Molecular motor turns rotor

Tiny machine synchronizes the motion of its two moving parts

by Bethany Halford
June 1, 2017 | A version of this story appeared in Volume 95, Issue 23

The structure of Feringa’s new motor-rotor machine and a schematic showing its movement.
Credit: Adapted from Science
The Feringa lab’s newest molecular machine features a motor that turns a covalently attached rotor.

Gearing up to make even more complex molecular machines, chemists at the University of Groningen have created a molecular motor coupled to a rotor. The motor turns the attached rotor such that the two components’ motions are synchronized, just like that of machines we encounter in everyday life (Science 2017, DOI: 10.1126/science.aam8808).

“This is fundamental research about how to control motion at the molecular level and how then to use it to synchronize motion and amplify motion,” says Ben L. Feringa, who led the Groningen team.

In a commentary that accompanies the paper, University of Bologna chemists and molecular machine makers Massimo Baroncini and Alberto Credi note that the motor-rotor combo “takes an important step forward toward more complex mechanical functions with artificial nanoscale devices.”

A unidirectional molecular motor and attached rotor turn in synchronized motion
Credit: Science
A unidirectional molecular motor and attached rotor turn in synchronized motion
Credit: Science

The unidirectional motor consists of a fluor­enyl unit attached to an indanyl group via a double bond. The system’s naphthyl rotor is covalently attached to the indanyl half of the motor. When illuminated, the motor’s double bond isomerizes, setting the system into motion. As the motor turns, the naphthyl rotor paddle slides alongside the fluorenyl unit so that the rotor is always facing the motor with the same side—a feat the group accomplished with a complex stereochemical design.

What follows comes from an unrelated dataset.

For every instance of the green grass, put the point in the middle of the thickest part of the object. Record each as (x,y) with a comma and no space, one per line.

Both nuclear magnetic resonance and circular dichroism spectroscopy confirmed this synchronized motion.

It was a delicate balance to achieve the desired movement, Feringa notes. “We had to induce motion, we had to couple motion, and we had to prevent free rotation of the rotor; otherwise we could not have synchronized rotation,” he says.

Next, Feringa’s group would like to create machines that can amplify the molecular machines’ motion to larger movements or transmit motion over longer distances.